Acute Cardiovascular Responses to the Application of Manual Lymphatic Drainage in Different Body Regions
Murat Esmer, MSc,1 Ilke Keser, PhD,1 Dilek Erer, MD,2 and Buse Kupeli, MSc1. Lymphatic Research Biology 2018
Background: The purpose of this study was to investigate acute cardiovascular responses to manual lymphatic drainage (MLD) on different parts of the body.
Materials and Methods: Thirty healthy individuals (10 women and 20 men) participated in the study voluntarily. Heart rate (HR), systolic blood pressure (SBP), diastolic blood pressure (DBP), respiration frequency, and oxygen saturation were measured before and after MLD was applied to different regions of the body (neck, abdomen, anastomosis, arm, and leg). HR, SBP, and DBP were measured with a sphygmomanometer (OMRON, USA) and oxygen saturation was measured with a pulse oximeter.

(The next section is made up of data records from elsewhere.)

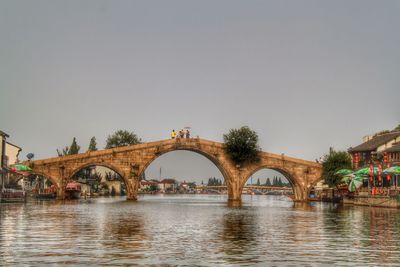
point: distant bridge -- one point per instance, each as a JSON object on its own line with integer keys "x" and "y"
{"x": 130, "y": 162}
{"x": 281, "y": 188}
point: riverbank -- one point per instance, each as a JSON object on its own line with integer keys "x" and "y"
{"x": 373, "y": 201}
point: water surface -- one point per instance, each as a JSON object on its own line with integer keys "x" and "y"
{"x": 197, "y": 230}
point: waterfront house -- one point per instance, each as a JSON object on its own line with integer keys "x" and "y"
{"x": 3, "y": 157}
{"x": 168, "y": 185}
{"x": 145, "y": 185}
{"x": 393, "y": 154}
{"x": 371, "y": 151}
{"x": 12, "y": 153}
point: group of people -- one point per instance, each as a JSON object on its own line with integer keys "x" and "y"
{"x": 184, "y": 133}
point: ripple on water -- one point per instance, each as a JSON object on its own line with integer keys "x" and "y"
{"x": 197, "y": 230}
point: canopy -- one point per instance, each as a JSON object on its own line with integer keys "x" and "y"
{"x": 347, "y": 178}
{"x": 344, "y": 172}
{"x": 392, "y": 170}
{"x": 20, "y": 167}
{"x": 366, "y": 171}
{"x": 355, "y": 183}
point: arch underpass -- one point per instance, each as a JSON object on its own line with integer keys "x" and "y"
{"x": 130, "y": 162}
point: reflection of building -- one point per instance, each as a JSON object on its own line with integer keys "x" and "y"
{"x": 374, "y": 148}
{"x": 168, "y": 185}
{"x": 146, "y": 185}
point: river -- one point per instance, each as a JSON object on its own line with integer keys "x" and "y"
{"x": 197, "y": 230}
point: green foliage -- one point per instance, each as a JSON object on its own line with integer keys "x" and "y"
{"x": 241, "y": 145}
{"x": 113, "y": 192}
{"x": 92, "y": 144}
{"x": 69, "y": 150}
{"x": 333, "y": 162}
{"x": 74, "y": 148}
{"x": 48, "y": 183}
{"x": 153, "y": 188}
{"x": 214, "y": 182}
{"x": 122, "y": 138}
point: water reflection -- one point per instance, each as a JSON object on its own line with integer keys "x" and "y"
{"x": 239, "y": 236}
{"x": 197, "y": 230}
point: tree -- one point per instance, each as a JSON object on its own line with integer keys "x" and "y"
{"x": 69, "y": 150}
{"x": 74, "y": 148}
{"x": 92, "y": 144}
{"x": 113, "y": 192}
{"x": 241, "y": 145}
{"x": 333, "y": 162}
{"x": 122, "y": 138}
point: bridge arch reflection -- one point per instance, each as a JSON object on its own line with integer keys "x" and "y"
{"x": 269, "y": 181}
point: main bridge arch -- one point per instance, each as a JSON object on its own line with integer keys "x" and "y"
{"x": 130, "y": 163}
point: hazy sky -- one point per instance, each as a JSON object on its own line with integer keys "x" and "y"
{"x": 306, "y": 75}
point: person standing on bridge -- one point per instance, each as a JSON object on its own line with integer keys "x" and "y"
{"x": 173, "y": 134}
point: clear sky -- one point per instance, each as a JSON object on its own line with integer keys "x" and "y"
{"x": 306, "y": 75}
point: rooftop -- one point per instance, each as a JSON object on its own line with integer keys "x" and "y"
{"x": 394, "y": 148}
{"x": 375, "y": 142}
{"x": 3, "y": 134}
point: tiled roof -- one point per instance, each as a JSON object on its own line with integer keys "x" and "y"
{"x": 168, "y": 181}
{"x": 375, "y": 142}
{"x": 3, "y": 134}
{"x": 395, "y": 148}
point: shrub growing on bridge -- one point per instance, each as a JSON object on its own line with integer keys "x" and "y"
{"x": 241, "y": 145}
{"x": 122, "y": 138}
{"x": 333, "y": 162}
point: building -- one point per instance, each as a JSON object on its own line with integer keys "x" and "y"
{"x": 374, "y": 148}
{"x": 393, "y": 153}
{"x": 3, "y": 157}
{"x": 12, "y": 153}
{"x": 146, "y": 185}
{"x": 168, "y": 185}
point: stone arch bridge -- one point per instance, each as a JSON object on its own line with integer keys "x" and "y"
{"x": 131, "y": 161}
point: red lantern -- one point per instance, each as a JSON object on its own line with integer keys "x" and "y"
{"x": 385, "y": 157}
{"x": 371, "y": 172}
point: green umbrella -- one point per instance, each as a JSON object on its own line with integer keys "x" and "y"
{"x": 392, "y": 170}
{"x": 347, "y": 178}
{"x": 365, "y": 171}
{"x": 20, "y": 167}
{"x": 344, "y": 172}
{"x": 355, "y": 183}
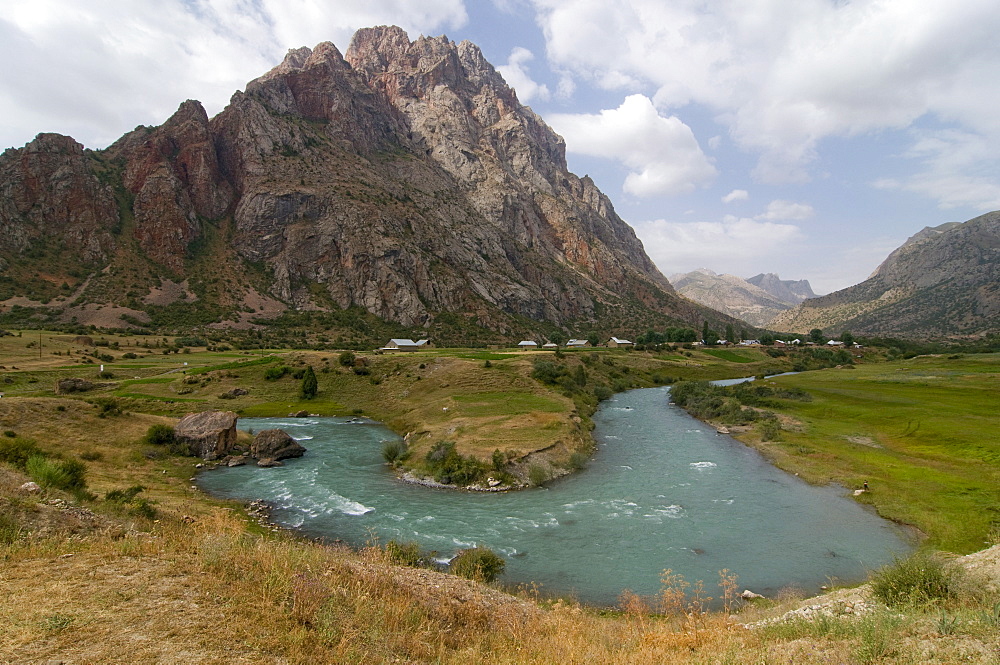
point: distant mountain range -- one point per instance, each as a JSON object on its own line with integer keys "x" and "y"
{"x": 402, "y": 180}
{"x": 944, "y": 282}
{"x": 756, "y": 300}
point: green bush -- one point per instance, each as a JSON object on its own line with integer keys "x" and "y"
{"x": 917, "y": 580}
{"x": 447, "y": 466}
{"x": 18, "y": 451}
{"x": 275, "y": 373}
{"x": 10, "y": 530}
{"x": 159, "y": 435}
{"x": 479, "y": 563}
{"x": 55, "y": 473}
{"x": 394, "y": 451}
{"x": 537, "y": 475}
{"x": 310, "y": 386}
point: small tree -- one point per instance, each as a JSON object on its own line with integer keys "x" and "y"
{"x": 159, "y": 435}
{"x": 479, "y": 563}
{"x": 309, "y": 384}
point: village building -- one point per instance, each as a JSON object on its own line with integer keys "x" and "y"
{"x": 403, "y": 345}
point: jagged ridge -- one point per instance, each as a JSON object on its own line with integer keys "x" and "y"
{"x": 944, "y": 281}
{"x": 404, "y": 178}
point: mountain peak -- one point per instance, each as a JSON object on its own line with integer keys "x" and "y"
{"x": 404, "y": 179}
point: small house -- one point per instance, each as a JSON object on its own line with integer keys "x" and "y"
{"x": 401, "y": 345}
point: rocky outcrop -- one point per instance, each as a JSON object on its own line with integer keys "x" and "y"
{"x": 943, "y": 282}
{"x": 173, "y": 173}
{"x": 49, "y": 195}
{"x": 404, "y": 178}
{"x": 756, "y": 300}
{"x": 209, "y": 434}
{"x": 785, "y": 290}
{"x": 275, "y": 444}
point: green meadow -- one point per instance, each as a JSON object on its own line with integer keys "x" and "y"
{"x": 922, "y": 432}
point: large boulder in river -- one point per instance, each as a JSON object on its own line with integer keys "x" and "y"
{"x": 275, "y": 444}
{"x": 209, "y": 434}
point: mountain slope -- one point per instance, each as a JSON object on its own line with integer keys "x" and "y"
{"x": 943, "y": 282}
{"x": 756, "y": 300}
{"x": 404, "y": 179}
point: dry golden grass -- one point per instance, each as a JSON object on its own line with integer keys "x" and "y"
{"x": 213, "y": 591}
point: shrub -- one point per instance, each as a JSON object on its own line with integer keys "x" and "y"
{"x": 917, "y": 580}
{"x": 479, "y": 563}
{"x": 18, "y": 451}
{"x": 159, "y": 435}
{"x": 10, "y": 530}
{"x": 602, "y": 392}
{"x": 107, "y": 406}
{"x": 578, "y": 460}
{"x": 309, "y": 384}
{"x": 59, "y": 474}
{"x": 394, "y": 451}
{"x": 537, "y": 475}
{"x": 449, "y": 467}
{"x": 275, "y": 373}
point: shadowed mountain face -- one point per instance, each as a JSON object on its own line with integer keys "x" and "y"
{"x": 403, "y": 178}
{"x": 756, "y": 300}
{"x": 943, "y": 282}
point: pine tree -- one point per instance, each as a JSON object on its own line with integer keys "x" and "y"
{"x": 309, "y": 384}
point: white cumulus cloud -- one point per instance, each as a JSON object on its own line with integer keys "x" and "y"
{"x": 780, "y": 210}
{"x": 736, "y": 245}
{"x": 661, "y": 152}
{"x": 784, "y": 76}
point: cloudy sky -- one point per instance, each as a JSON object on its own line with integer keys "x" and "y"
{"x": 803, "y": 137}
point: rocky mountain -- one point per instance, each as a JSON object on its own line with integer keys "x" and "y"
{"x": 756, "y": 300}
{"x": 402, "y": 179}
{"x": 942, "y": 282}
{"x": 786, "y": 290}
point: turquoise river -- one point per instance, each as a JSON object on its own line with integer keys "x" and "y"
{"x": 662, "y": 491}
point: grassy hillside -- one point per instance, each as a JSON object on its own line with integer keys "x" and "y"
{"x": 921, "y": 431}
{"x": 139, "y": 562}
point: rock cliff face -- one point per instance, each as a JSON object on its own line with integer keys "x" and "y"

Results: Increase in DBP was seen after abdominal drainage (p=0.038); reduction in SBP (p=0.002) and DBP (p=0.004) after neck drainage; reduction in SBP (p<0.001) and HR (p=0.004) after arm drainage; and reduction in SBP and DBP after leg drainage. There was no change in the oxygen saturation levels of participants after MLD (p>0.05).
Conclusions: In healthy subjects, the effects of MLD were found to vary according to the region of application. This study signals that the cardiovascular effects of MLD treatment vary in different regions of the body.